Richard Stanley's documentary on Otto Rahn, a dreamer who got in over his head and in the process ended up dead.

Rahn's passion was the Holy Graal. Not the grail you think of, the chalice used either to catch Christ's blood or used at the Last Supper. Rather a remnant from the fall of the angels, an object that was made from the crown of Lucifer after his fall from grace. Its a powerful relic that Rahn believed could be found by decoding the poem Parzival by Wolfram Von Eschenbach. Rahn found backing for his ideas in the mystical societies that were active in Germany between the world wars. The societies were tied to right wing politics and it wasn't long before Rahn was attached to the Nazi's and the SS. Its a dark story about a man who ended up in a situation that was way over his head.Simply put the SS who recruited him and then disposed of him when his research didn't pan out as they hoped.

Director Richard Stanley was sent on the trail of Rahn by Channel Four in England who wanted him to find out if this was a real life Raiders of the Lost Ark story ala the Last Crusade. They were hoping for a great special. Stanley in doing some digging found out that there was a story, it just wasn't Indiana Jones material. The network passed, but Stanley didn't and after the collapse of his version of the Island of Dr Moreau, he went at it whole hog.

Over the next bunch of years Stanley began filming the people who knew Rahn and who could fill in the details of the Nazi obsession with the occult. The ability to separate fact from fiction when it comes to the Nazi interest in the occult is a difficult thing. There have been more than a fair share of books and films on the subject and not all of them have been scrupulous in their reporting. What you think is real very often not and what you think is not occasionally is. Myth and legend and fact have intertwined so much that anything is possible, especially for an open mind. This is Stanley's attempt to unravel the knot (or begin to unravel since Stanley in the commentary on the DVD states that some documents concerning some of the subjects are just now being declassified. Stanley hopes to pursue more leads and produce a longer cut later).

The film is structured as a mystical journey. The visuals and music are often very hypnotic taking you to another place and time. The visuals, taken from photographs and old films are supplemented with interviews with people who knew Rahn and spell out, occasionally contradictorily, the events in Rahn's life. It takes Rahn from his days in college to his final days in the SS.

Richard Stanley has fashioned a unique film about a unique character. Its a film that is made in such away as to suck you in and to give you some sense of the subject and the times. Its a good film and good introduction to the weird mind set that one often finds when one looks at the Nazi/occult connection.

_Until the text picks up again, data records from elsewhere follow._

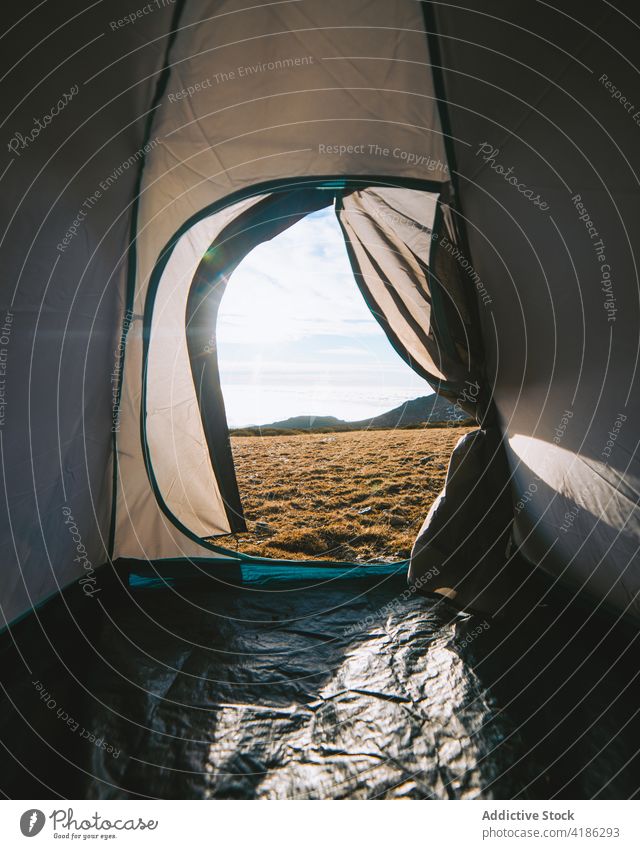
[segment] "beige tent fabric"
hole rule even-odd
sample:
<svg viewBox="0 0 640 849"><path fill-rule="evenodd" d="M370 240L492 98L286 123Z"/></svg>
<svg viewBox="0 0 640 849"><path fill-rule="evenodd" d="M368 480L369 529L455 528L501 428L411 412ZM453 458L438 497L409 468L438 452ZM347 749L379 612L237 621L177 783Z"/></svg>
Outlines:
<svg viewBox="0 0 640 849"><path fill-rule="evenodd" d="M640 617L638 128L604 84L635 34L596 3L468 6L433 9L516 539Z"/></svg>
<svg viewBox="0 0 640 849"><path fill-rule="evenodd" d="M172 16L112 33L130 11L25 0L2 41L0 629L77 580L101 598L131 203Z"/></svg>
<svg viewBox="0 0 640 849"><path fill-rule="evenodd" d="M141 196L140 286L178 227L272 180L443 182L419 3L187 3Z"/></svg>
<svg viewBox="0 0 640 849"><path fill-rule="evenodd" d="M261 200L256 196L195 224L178 240L154 289L148 333L146 437L148 463L166 509L197 537L229 533L215 472L202 428L186 337L186 302L196 268L207 248L237 215ZM215 328L211 329L212 337ZM140 450L137 411L143 404L143 315L127 337L125 387L118 438L120 454L116 556L138 552L149 559L202 550L171 527L153 492ZM213 342L213 339L212 339ZM133 395L131 387L137 387ZM126 405L126 406L124 406Z"/></svg>
<svg viewBox="0 0 640 849"><path fill-rule="evenodd" d="M373 0L366 14L338 0L187 3L170 68L140 195L118 434L119 556L198 550L168 528L140 439L143 315L153 269L173 235L211 204L232 204L235 193L273 180L448 179L418 3ZM226 220L240 208L227 208ZM147 371L151 466L167 509L196 537L229 530L184 335L189 275L223 218L207 221L182 236L165 270Z"/></svg>
<svg viewBox="0 0 640 849"><path fill-rule="evenodd" d="M346 194L339 213L366 300L405 359L435 385L462 382L470 374L458 352L441 343L434 325L428 269L442 239L434 229L437 203L437 194L376 187ZM466 309L460 294L451 293L459 312Z"/></svg>
<svg viewBox="0 0 640 849"><path fill-rule="evenodd" d="M167 4L120 26L131 9L112 0L61 23L58 6L27 1L4 42L0 248L10 285L0 322L10 333L0 342L0 625L107 558L112 426L116 555L202 554L191 535L224 532L179 314L186 264L193 267L215 221L176 248L184 273L171 266L163 278L143 410L149 282L165 246L190 224L199 228L210 205L264 194L273 181L329 176L361 177L365 186L374 177L426 180L434 194L454 178L511 464L517 541L571 587L585 585L594 601L640 618L638 127L607 86L615 81L633 100L637 33L618 7L186 0L152 111L174 11ZM436 24L433 69L423 11ZM69 44L77 45L71 53ZM447 100L447 155L433 73ZM51 115L72 91L46 135L11 147L16 134L29 135L34 116ZM123 365L129 225L143 161ZM393 207L390 195L384 203ZM402 280L407 310L430 328L427 300ZM397 319L390 304L389 315ZM418 357L417 337L406 333ZM143 412L153 466L188 533L152 490ZM188 478L197 478L193 491Z"/></svg>

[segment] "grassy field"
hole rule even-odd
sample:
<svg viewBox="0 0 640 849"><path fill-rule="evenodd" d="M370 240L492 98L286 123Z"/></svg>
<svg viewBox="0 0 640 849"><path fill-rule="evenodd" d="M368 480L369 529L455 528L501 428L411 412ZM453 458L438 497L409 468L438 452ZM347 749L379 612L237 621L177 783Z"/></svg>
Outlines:
<svg viewBox="0 0 640 849"><path fill-rule="evenodd" d="M469 430L233 436L249 533L225 544L265 557L406 558Z"/></svg>

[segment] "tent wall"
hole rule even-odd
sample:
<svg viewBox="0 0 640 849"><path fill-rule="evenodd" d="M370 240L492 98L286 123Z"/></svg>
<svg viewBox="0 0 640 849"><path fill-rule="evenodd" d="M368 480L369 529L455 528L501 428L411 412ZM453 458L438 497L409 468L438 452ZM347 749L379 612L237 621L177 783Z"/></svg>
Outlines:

Its not a perfect film. Stanley at times seems more interested in developing a mood (which he does brilliantly) than he does in telling all he knows (he doesn't, as he explains in the DVD commentary). Everything isn't explained and more than a few questions are left unanswered. I'm not sure how much of this is the result of Stanley leaving it out intentionally or the result of his simply not having the answers. Rahn was not a major figure in the Nazi regime, he was at best a footnote so the fact that we have any information about him is amazing.

The film as a stand alone is good. Its a trippy film that raises more questions than it answers. Its ultimately still a work in progress since Stanley is looking to get the money to make a longer more detailed version of the film. To that end this film is best seen twice, once as the film itself and then again with the commentary track on the DVD (the film is available in the five DVD set of Stanley's Dust Devil film which collects his documentaries as well as that horror film). Stanley's commentary adds a great deal to the film factually and emotionally. After seeing the film the actually seems to gain a weight it didn't have before. In all honesty the commentary makes the film go from say seven out of ten to close to ten out of ten.

If the subject appeals to its worth tracking down.